Но Чичиков прикинулся, как будто и не слышал, о чем речь, и сказал, как бы вдруг припомнив:
— А! чтоб не позабыть: у меня к тебе просьба.
— Какая?
— Дай прежде слово, что исполнишь.
— Да какая просьба?
— Ну, да уж дай слово!
— Изволь.
— Честное слово?
— Честное слово.
— Вот какая просьба: у тебя есть, чай, много умерших крестьян, которые еще не вычеркнуть из ревизии?
— Ну есть, а что?
— Переведи их на меня, на мое имя.
— А на что тебе?
— Ну да мне нужно.
— Да на что?
— Ну да уж нужно… уж это мое дело, — словом, нужно.
— Ну уж, верно, что-нибудь затеял. Признайся, что?

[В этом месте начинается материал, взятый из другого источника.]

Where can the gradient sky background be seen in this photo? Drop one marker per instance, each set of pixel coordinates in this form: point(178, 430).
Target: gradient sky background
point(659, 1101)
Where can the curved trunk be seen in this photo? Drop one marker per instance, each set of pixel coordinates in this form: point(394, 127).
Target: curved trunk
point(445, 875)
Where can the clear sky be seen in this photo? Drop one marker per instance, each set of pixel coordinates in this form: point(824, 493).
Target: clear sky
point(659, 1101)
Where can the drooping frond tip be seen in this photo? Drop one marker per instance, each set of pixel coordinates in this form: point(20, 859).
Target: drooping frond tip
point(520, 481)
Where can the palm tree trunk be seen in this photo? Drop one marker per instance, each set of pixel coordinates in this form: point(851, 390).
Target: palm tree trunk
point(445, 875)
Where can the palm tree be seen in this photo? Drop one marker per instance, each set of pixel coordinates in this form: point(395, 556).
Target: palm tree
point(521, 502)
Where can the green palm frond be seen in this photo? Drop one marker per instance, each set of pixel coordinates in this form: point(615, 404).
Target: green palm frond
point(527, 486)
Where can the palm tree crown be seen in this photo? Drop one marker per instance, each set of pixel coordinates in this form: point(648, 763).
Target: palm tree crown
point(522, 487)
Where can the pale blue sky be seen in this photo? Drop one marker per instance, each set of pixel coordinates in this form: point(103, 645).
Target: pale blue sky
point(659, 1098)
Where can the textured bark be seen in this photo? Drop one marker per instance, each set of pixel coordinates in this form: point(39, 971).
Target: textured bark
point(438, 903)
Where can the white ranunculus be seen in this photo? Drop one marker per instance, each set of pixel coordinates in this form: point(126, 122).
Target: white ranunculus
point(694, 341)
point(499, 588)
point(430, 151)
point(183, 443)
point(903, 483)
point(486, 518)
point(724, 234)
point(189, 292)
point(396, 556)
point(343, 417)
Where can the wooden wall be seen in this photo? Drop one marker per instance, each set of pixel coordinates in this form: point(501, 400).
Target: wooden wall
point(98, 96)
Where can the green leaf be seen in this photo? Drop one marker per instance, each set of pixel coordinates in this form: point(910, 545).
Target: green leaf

— Да что ж затеял? из этакого пустяка и затеять ничего нельзя.
— Да зачем же они тебе?
— Ох, какой любопытный! ему всякую дрянь хотелось бы пощупать рукой, да еще и понюхать!
— Да к чему ж ты не хочешь сказать?
— Да что же тебе за прибыль знать? ну, просто так, пришла фантазия.
— Так вот же: до тех пор, пока не скажешь, не сделаю!
— Ну вот видишь, вот уж и нечестно с твоей стороны: слово дал, да и на попятный двор.
— Ну, как ты себе хочешь, а не сделаю, пока не скажешь, на что.
«Что бы такое сказать ему?» — подумал Чичиков в после минутного размышления объявил, что мертвые души нужны ему для приобретения весу в обществе, что он поместьев больших не имеет, так до того времени хоть бы какие-нибудь душонки.
— Врешь, врешь! — сказал Ноздрев, не давши окончить. — Врешь, брат!
Чичиков и сам заметил, что придумал не очень ловко и предлог довольно слаб.
— Ну, так я ж тебе скажу прямее, — сказал он, поправившись, — только, пожалуйста, не проговорись никому. Я задумал жениться; но нужно тебе знать, что отец и мать невесты преамбициозные люди. Такая, право, комиссия: не рад, что связался, хотят непременно, чтоб у жениха было никак не меньше трехсот душ, а так как у меня целых почти полутораста крестьян недостает…
— Ну врешь! врешь! — закричал опять Ноздрев.
— Ну вот уж здесь, — сказал Чичиков, — ни вот на столько не солгал, — и показал большим пальцем на своем мизинце самую маленькую часть.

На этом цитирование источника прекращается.